The CIAA has finally arrived.
The 65th annual Central Intercollegiate Athletic Association Men's and Women's Basketball Tournament took over the Queen City last week as the five-day tournament returned for its fifth year in Charlotte. The CIAA is the premier basketball conference for Historically Black Colleges and Universities. Over the years, it has evolved from a regional basketball event to a national destination for upwardly mobile African-Americans.
So, if the conference is in its fifth year of operation, why has it finally arrived? Because the city of Charlotte finally got over itself and realized what we've been saying all along: The college-educated black folks who attend CIAA are here for a cultural experience that includes networking, socializing, spectatorship and fellowship.
The trepidation with which Charlotte greeted the CIAA conference in 2005, when it first arrived, has largely been replaced by open arms, with local businesses and venues literally rolling out the red carpet for attendees.
Some would argue that Charlotte businesses were so jovial and welcoming because of declining dollars throughout the year due to the recession. There is money to be made during the tournament, which has been consistently proven, even during rough economic times. According to the conference Web site, CIAA accounted for the direct spending of more than $25 million and a total economic impact of $38.2 million dollars over the one-week period in 2009. Neither the recession nor bad weather kept the dollars from rolling into the city during last year's tournament.
This year's tournament had even more events and much better weather, so the anticipated economic impact is tremendous from this year's receipts. According to veteran music/event promoter Michael Kitchen of The Sol Kitchen: "Last year ... even though there were a lot of people here, some promoters felt the heat because there were fewer attendees than during previous years. Those that came spent less money. This year was much better ... people came out in droves because the weather was much improved, which helped to make this year's tournament one of the best ever financially and socially."

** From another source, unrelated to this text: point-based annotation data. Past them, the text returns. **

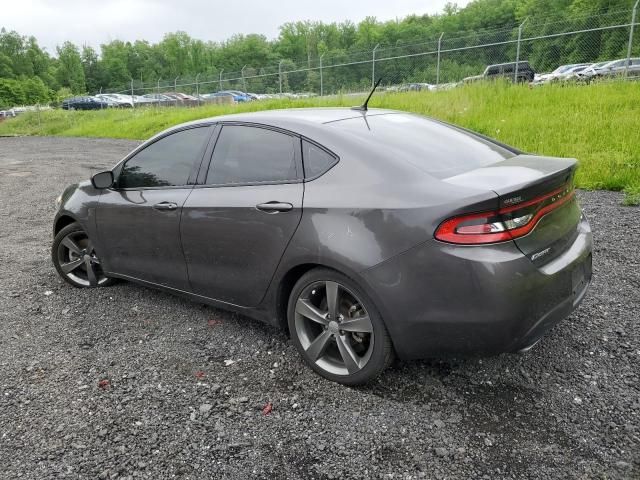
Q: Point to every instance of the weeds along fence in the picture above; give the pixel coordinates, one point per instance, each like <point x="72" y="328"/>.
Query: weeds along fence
<point x="442" y="60"/>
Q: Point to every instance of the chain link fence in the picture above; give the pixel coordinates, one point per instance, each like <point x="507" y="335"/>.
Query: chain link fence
<point x="440" y="62"/>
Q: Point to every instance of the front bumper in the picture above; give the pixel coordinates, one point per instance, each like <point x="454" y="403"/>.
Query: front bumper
<point x="439" y="299"/>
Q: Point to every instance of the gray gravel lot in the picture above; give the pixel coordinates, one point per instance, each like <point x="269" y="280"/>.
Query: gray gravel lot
<point x="128" y="382"/>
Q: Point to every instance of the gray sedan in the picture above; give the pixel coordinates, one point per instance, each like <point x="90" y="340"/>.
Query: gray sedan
<point x="366" y="234"/>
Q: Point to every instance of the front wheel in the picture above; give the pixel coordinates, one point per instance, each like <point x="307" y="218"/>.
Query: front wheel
<point x="75" y="258"/>
<point x="337" y="329"/>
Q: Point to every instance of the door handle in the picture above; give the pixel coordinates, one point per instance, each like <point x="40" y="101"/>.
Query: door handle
<point x="274" y="207"/>
<point x="165" y="206"/>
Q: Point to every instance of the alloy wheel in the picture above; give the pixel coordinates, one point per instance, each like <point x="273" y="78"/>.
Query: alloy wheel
<point x="333" y="328"/>
<point x="78" y="261"/>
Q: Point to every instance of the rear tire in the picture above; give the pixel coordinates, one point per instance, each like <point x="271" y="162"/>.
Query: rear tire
<point x="75" y="259"/>
<point x="337" y="329"/>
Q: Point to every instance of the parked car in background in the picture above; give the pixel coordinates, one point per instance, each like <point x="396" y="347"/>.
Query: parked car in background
<point x="209" y="96"/>
<point x="506" y="71"/>
<point x="573" y="74"/>
<point x="120" y="100"/>
<point x="589" y="71"/>
<point x="615" y="68"/>
<point x="85" y="103"/>
<point x="159" y="98"/>
<point x="238" y="95"/>
<point x="559" y="73"/>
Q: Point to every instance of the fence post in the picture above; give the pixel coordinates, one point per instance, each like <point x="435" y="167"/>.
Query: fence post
<point x="244" y="82"/>
<point x="515" y="70"/>
<point x="373" y="66"/>
<point x="198" y="88"/>
<point x="633" y="24"/>
<point x="321" y="85"/>
<point x="438" y="64"/>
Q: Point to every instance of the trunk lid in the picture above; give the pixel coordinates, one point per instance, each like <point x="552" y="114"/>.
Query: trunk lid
<point x="535" y="185"/>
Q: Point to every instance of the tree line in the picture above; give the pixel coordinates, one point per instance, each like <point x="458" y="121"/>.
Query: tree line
<point x="29" y="74"/>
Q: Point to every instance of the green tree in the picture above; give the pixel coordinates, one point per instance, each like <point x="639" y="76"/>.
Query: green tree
<point x="70" y="72"/>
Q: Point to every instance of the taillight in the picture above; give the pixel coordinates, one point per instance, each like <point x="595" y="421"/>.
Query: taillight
<point x="502" y="225"/>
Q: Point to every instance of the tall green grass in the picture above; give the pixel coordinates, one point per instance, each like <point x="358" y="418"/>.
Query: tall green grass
<point x="597" y="124"/>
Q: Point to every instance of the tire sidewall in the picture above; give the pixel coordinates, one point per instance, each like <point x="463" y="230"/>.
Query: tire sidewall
<point x="71" y="228"/>
<point x="378" y="361"/>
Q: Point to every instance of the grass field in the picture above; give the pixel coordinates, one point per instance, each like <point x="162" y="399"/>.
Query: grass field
<point x="597" y="124"/>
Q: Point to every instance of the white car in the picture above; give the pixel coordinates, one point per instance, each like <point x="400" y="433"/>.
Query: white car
<point x="118" y="99"/>
<point x="558" y="73"/>
<point x="615" y="68"/>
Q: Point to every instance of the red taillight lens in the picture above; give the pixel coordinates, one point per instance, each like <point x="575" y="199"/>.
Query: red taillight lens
<point x="502" y="225"/>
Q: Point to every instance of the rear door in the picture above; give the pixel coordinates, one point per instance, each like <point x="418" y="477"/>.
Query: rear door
<point x="139" y="220"/>
<point x="237" y="224"/>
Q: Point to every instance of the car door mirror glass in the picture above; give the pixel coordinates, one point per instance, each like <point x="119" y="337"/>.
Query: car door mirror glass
<point x="102" y="180"/>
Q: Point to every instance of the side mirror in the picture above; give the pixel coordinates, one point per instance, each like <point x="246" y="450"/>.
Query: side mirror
<point x="102" y="180"/>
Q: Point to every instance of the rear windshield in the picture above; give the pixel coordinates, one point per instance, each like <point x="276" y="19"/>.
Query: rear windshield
<point x="438" y="149"/>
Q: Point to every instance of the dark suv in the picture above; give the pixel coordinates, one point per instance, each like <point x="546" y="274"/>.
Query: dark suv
<point x="506" y="70"/>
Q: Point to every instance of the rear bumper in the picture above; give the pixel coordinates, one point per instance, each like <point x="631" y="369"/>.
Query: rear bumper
<point x="438" y="298"/>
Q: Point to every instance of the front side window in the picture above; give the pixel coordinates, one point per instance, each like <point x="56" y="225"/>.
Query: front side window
<point x="252" y="155"/>
<point x="167" y="162"/>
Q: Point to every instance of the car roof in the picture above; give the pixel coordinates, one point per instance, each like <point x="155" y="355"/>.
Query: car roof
<point x="304" y="121"/>
<point x="507" y="63"/>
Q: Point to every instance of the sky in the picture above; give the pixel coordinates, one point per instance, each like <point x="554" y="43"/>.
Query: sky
<point x="92" y="22"/>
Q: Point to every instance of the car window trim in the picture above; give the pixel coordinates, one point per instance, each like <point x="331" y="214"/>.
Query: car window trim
<point x="191" y="179"/>
<point x="336" y="158"/>
<point x="297" y="153"/>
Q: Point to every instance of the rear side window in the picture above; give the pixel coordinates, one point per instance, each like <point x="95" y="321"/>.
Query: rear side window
<point x="165" y="163"/>
<point x="316" y="160"/>
<point x="252" y="155"/>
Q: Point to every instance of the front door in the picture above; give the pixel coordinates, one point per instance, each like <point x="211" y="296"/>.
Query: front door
<point x="139" y="219"/>
<point x="236" y="227"/>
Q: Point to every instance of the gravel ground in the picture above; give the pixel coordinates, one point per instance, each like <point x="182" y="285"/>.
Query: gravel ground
<point x="128" y="382"/>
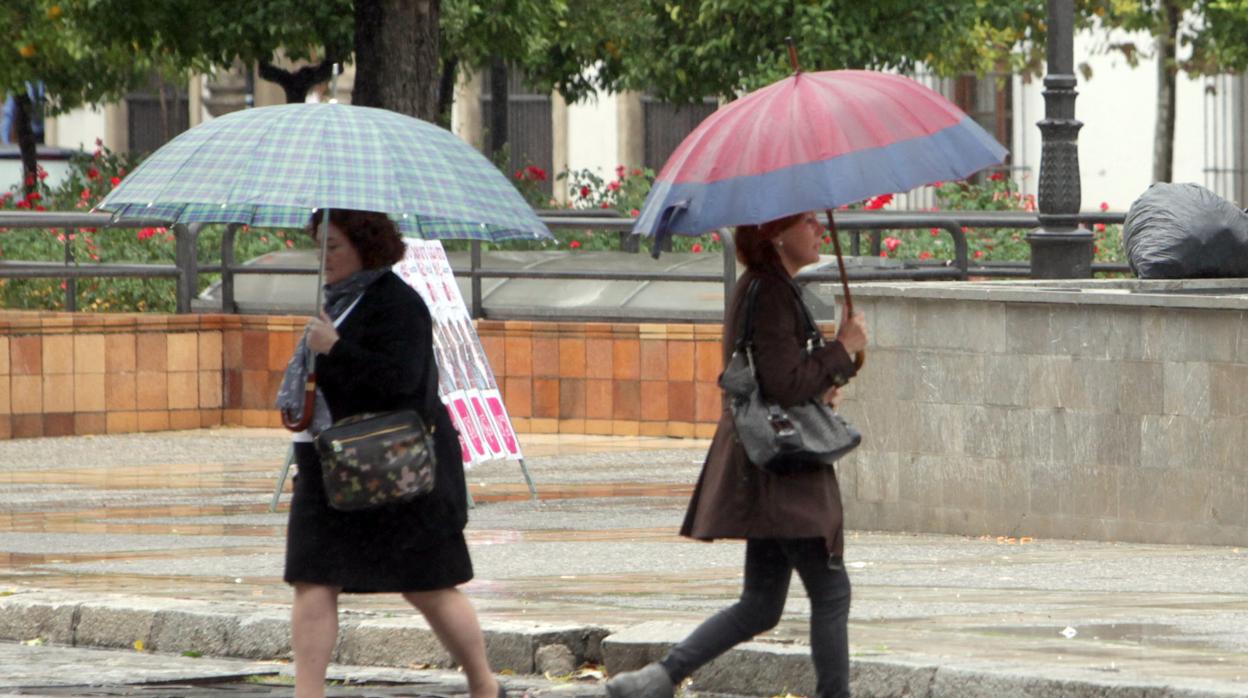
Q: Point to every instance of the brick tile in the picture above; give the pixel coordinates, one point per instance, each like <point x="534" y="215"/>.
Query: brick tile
<point x="708" y="361"/>
<point x="654" y="360"/>
<point x="255" y="390"/>
<point x="89" y="353"/>
<point x="151" y="351"/>
<point x="496" y="351"/>
<point x="708" y="402"/>
<point x="58" y="353"/>
<point x="255" y="350"/>
<point x="543" y="426"/>
<point x="572" y="358"/>
<point x="599" y="427"/>
<point x="518" y="396"/>
<point x="28" y="426"/>
<point x="281" y="346"/>
<point x="122" y="422"/>
<point x="119" y="353"/>
<point x="680" y="401"/>
<point x="154" y="420"/>
<point x="211" y="418"/>
<point x="59" y="423"/>
<point x="546" y="397"/>
<point x="654" y="401"/>
<point x="625" y="360"/>
<point x="90" y="422"/>
<point x="120" y="391"/>
<point x="627" y="400"/>
<point x="599" y="358"/>
<point x="182" y="351"/>
<point x="59" y="392"/>
<point x="210" y="351"/>
<point x="680" y="360"/>
<point x="89" y="391"/>
<point x="210" y="390"/>
<point x="231" y="349"/>
<point x="625" y="427"/>
<point x="152" y="390"/>
<point x="184" y="390"/>
<point x="572" y="398"/>
<point x="598" y="398"/>
<point x="231" y="388"/>
<point x="546" y="357"/>
<point x="184" y="420"/>
<point x="572" y="426"/>
<point x="518" y="360"/>
<point x="26" y="356"/>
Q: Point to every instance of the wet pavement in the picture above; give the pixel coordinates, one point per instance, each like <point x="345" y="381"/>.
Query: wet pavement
<point x="185" y="516"/>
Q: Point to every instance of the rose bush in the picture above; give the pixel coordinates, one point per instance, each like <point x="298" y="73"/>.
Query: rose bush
<point x="91" y="177"/>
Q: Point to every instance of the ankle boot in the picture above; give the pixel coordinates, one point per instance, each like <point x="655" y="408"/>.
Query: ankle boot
<point x="650" y="681"/>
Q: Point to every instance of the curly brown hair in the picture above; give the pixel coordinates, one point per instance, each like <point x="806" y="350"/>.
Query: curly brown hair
<point x="373" y="235"/>
<point x="754" y="247"/>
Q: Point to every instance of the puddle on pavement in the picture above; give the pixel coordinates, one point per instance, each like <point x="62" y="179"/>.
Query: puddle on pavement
<point x="1133" y="633"/>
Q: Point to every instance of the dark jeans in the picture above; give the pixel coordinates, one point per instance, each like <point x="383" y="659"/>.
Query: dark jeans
<point x="769" y="565"/>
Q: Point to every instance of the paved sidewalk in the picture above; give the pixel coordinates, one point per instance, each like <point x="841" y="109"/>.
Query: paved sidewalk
<point x="166" y="538"/>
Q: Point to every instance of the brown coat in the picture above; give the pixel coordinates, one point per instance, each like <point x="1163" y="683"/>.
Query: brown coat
<point x="736" y="500"/>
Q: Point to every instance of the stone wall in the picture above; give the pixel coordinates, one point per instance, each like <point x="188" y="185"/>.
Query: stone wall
<point x="1101" y="412"/>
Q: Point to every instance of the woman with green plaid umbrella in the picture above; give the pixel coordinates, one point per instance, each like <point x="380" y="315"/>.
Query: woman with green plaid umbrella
<point x="380" y="174"/>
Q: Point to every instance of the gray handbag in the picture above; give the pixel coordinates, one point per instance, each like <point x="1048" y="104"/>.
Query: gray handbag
<point x="781" y="438"/>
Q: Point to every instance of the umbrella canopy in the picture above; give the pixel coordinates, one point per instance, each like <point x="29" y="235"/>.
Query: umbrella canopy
<point x="272" y="166"/>
<point x="810" y="141"/>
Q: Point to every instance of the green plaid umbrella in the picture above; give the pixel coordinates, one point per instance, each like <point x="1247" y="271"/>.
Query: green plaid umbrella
<point x="272" y="166"/>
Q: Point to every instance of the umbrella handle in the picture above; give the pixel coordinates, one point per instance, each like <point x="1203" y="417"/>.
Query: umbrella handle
<point x="860" y="357"/>
<point x="302" y="422"/>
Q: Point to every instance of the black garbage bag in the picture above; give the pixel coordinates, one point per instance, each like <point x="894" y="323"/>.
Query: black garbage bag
<point x="1184" y="231"/>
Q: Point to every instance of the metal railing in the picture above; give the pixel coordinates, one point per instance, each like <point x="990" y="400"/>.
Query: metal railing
<point x="186" y="267"/>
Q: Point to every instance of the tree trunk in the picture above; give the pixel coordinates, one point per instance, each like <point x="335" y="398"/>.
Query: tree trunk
<point x="1163" y="135"/>
<point x="498" y="99"/>
<point x="397" y="63"/>
<point x="297" y="84"/>
<point x="26" y="142"/>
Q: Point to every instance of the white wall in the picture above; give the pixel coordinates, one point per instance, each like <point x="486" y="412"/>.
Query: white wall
<point x="80" y="129"/>
<point x="1118" y="110"/>
<point x="593" y="137"/>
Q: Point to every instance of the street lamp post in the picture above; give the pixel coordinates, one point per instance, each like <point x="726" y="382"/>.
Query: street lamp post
<point x="1060" y="249"/>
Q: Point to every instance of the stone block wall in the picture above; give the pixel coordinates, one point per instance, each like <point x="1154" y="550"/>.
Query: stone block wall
<point x="1072" y="415"/>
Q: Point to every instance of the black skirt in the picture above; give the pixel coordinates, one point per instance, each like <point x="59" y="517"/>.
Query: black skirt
<point x="386" y="550"/>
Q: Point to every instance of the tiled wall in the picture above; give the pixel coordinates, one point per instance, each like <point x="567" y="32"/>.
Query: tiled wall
<point x="80" y="373"/>
<point x="573" y="377"/>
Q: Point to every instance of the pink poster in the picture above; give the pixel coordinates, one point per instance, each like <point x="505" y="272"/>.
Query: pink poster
<point x="466" y="381"/>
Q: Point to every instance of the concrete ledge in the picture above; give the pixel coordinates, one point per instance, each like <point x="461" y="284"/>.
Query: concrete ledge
<point x="770" y="669"/>
<point x="262" y="632"/>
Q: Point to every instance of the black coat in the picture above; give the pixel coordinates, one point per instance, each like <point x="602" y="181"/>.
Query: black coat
<point x="383" y="360"/>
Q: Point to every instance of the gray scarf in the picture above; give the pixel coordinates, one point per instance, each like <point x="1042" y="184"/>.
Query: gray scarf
<point x="337" y="299"/>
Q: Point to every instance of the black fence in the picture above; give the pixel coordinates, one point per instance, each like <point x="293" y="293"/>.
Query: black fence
<point x="865" y="231"/>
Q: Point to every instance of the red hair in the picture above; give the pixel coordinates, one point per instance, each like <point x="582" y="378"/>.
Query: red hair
<point x="754" y="247"/>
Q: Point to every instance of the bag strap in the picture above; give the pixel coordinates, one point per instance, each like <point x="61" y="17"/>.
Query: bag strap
<point x="745" y="337"/>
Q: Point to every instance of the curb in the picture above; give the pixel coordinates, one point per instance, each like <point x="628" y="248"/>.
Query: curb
<point x="252" y="631"/>
<point x="262" y="632"/>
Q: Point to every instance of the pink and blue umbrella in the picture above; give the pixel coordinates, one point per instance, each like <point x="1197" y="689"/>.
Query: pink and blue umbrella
<point x="810" y="141"/>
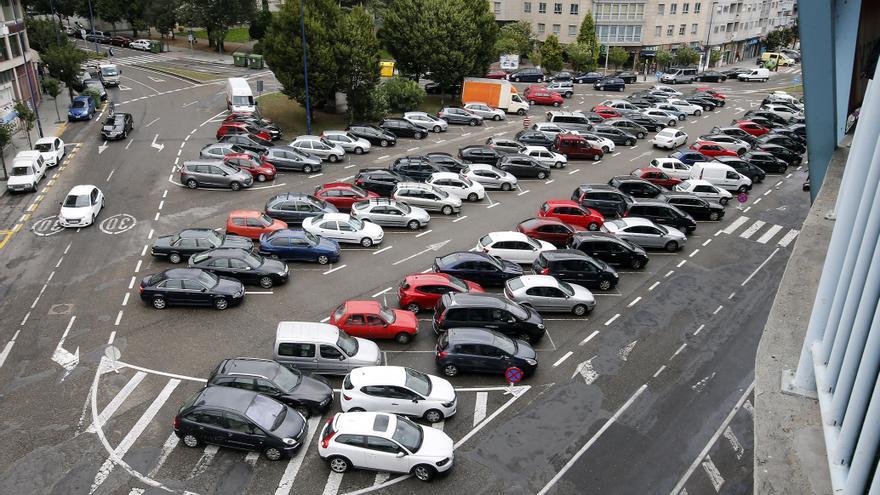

April Garrett, 31, a visitor from Miami shares Kitchen's sentiment: "I went to North Carolina A&T, so I always attended the conference. In Raleigh, everything was spread out and there wasn't a lot to do. This year's conference is the best because there was so much going on -- parties and events -- and Charlotte is such a nice city." First-time attendee, Craig Robinson, 31, of Washington, D.C., said, "I came down because I heard a lot about it from my friends. I think it's cool because the conference has a small-time flavor to it, but it is a major event. It is great to see African-Americans coming together to support HBCUs, and you can't beat the networking. Everyone is getting along, which is great."
Basketball games and CIAA-sponsored events were buoyed by affairs hosted by celebrities and entrepreneurs. Rick Ross, Allen Iverson, Greg Oden, Melanie Fiona, Michael Vick, Lil Kim, Doug E. Fresh, Chuck Brown and MC Lyte were among the personalities in attendance who either hosted or performed.
Perhaps the most anticipated celebrity party of the weekend was Taylor Massey Entertainment's party at the Ramada Hotel at Woodlawn, hosted by Diddy. The event was well attended and had lots of buzz and energy, recovering nicely from a shaky start due to organizational challenges.
While most people enjoyed the tournament, there were some complaints. Garrett disliked her stay at The Blake Hotel. The conference was also marked by traffic jams in Uptown, particularly on Saturday night.
Promoter George Spencer is concerned about the infrastructure in downtown, especially from 2nd to 7th streets. "There needs to be a better job of handling the traffic. Providing alternate routes and transportation options is something the city can work on. For example, keeping the rail open later or providing additional public transportation via shuttles would be invaluable to attendees and help alleviate traffic concerns," he said.
Uncovered parking, like that at the nightclub 935 and the Ramada, also needs to be better managed. When promoters are expecting hundreds of attendees, there needs to be a parking plan in place.
In addition, although the parties seem to get better each year, they are still marred by novice issues like ticket problems. Part of the reason for buying tickets in advance is to avoid standing in line. Unless there is a capacity issue, advance ticketholders should not be standing in line with folks waiting to purchase tickets.
CIAA is clearly a national destination and next year is the last year on the contract. Just as the tournament appears to be hitting its stride, there have been rumblings about cities like Atlanta and Washington, D.C., making a major push to win the tournament.
This year, a perfect storm occurred -- decent weather, great venues, positive attitudes, packed parties, veteran promoters, world-class talent and discretionary income made for a great 2010 conference. Is this enough for the Queen City to do what it takes to keep CIAA in Charlotte? Only time will tell.